[stdlib] Grapheme break fast-paths for Cyrillic, Arabic, Hangul

Add in more grapheme break fast paths for scripts based on Cyrillic, Arabic, or Hangul. Generates significant performance wins, similar to those for the unihan fast paths. While every extra check does slow down the runtime of _internalExtraCheckGraphemeBreakBetween as currently implemented, I've not found the performance cost to be relevant for workloads with occasional mixed emoji contents, nor for workloads that his the earlier checks. A pure Korean workload (currently the last check) does pays a rather noticable price for the previous checks, but this is only because the workload is now so greatly improved. Optimizing this implementation is interesting future work, but not urgent.
2025-12-21 12:14:44 +01:00 · 2017-05-16 20:18:24 -07:00
parent 784ccb29ba
commit 0a88de53d3
1 changed files with 33 additions and 15 deletions
--- a/stdlib/public/core/StringCharacterView.swift
+++ b/stdlib/public/core/StringCharacterView.swift
@@ -301,29 +301,47 @@ extension String.CharacterView : BidirectionalCollection {
    // satisfying this property, has a grapheme break between it and the other
    // scalar.
    func hasBreakWhenPaired(_ x: UInt16) -> Bool {
-      // TODO: This doesn't generate optimal code, tune/re-write at a lower level.
-
+      // TODO: This doesn't generate optimal code, tune/re-write at a lower
+      // level.
+      //
+      // NOTE: Order of case ranges affects codegen, and thus performance.
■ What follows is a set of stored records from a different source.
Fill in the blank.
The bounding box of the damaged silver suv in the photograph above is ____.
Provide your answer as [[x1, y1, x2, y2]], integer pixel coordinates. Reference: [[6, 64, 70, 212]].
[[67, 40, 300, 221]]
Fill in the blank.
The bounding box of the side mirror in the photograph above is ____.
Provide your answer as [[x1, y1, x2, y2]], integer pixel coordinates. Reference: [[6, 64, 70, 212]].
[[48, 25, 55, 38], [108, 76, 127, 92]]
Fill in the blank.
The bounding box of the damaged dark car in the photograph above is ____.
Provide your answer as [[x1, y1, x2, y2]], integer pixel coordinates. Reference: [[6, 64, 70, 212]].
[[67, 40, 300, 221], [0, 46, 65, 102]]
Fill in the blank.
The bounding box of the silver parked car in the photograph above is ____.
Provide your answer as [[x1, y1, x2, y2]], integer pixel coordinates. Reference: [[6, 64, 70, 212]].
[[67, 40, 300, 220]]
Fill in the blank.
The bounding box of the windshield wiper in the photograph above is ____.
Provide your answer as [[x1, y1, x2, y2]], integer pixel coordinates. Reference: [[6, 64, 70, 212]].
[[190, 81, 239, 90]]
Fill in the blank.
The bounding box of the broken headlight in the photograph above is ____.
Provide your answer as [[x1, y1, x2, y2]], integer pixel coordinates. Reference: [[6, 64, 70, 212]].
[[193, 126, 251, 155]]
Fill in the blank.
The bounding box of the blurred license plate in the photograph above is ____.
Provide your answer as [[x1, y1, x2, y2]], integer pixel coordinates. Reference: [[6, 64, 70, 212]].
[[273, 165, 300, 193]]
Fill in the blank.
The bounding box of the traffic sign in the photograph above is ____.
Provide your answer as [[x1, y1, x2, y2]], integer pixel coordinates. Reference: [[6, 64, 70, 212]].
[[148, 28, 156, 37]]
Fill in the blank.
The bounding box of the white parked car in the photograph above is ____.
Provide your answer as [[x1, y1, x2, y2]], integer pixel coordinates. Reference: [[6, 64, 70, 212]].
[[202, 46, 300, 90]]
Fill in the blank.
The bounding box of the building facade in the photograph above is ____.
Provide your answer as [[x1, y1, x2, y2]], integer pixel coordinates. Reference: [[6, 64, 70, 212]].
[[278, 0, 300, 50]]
All
+      // things being equal, keep existing order below.
+      switch x {
      // Unified CJK Han ideographs, common and some supplemental, amongst
      // others:
      //   0x3400-0xA4CF
-      if 0x3400 <= x && x <= 0xa4cf {
-        return true
-      }
+      case 0x3400...0xa4cf: return true
+      // TODO: CJK punctuation
+
+      // Repeat sub-300 check, this is beneficial for common cases of Latin
+      // characters embedded within non-Latin script (e.g. newlines, spaces,
+      // proper nouns and/or jargon, punctuation).
+      case 0x0000...0x02ff:
+        // Conservatively exclude CR, though this might not be necessary from
+        // previous checks.
+        return x != _CR
+      // TODO: general punctuation

-      //
      // Non-combining kana:
      //   0x3041-0x3096
      //   0x30A1-0x30FA
-      //
-      // TODO: may be faster to verify whether only 3099 and 309A don't have
-      // this property, and compare not-equal rather than using two ranges.
-      if 0x3041 <= x && x <= 0x3096 || 0x30a1 <= x && x <= 0x30fa {
-        return true
-      }
+      case 0x3041...0x3096: return true
+      case 0x30a1...0x30fa: return true

-      // TODO: sub-300 check would also be valuable, e.g. when breaking at the
-      // boundary between English embedded in Chinese.
-      return false
+      // Non-combining modern (and some archaic) Cyrillic:
+      //   0x0400-0x0482 (first half of Cyrillic block)
+      case 0x0400...0x0482: return true
+
+      // Modern Arabic, excluding extenders and prependers:
+      //   0x061D-0x064A
+      case 0x061d...0x064a: return true
+
+      // Precomposed Hangul syllables:
+      //   0xAC00–0xD7AF
+      case 0xac00...0xd7af: return true
+
+      default: return false
+      }
    }
    return hasBreakWhenPaired(lhs) && hasBreakWhenPaired(rhs)
  }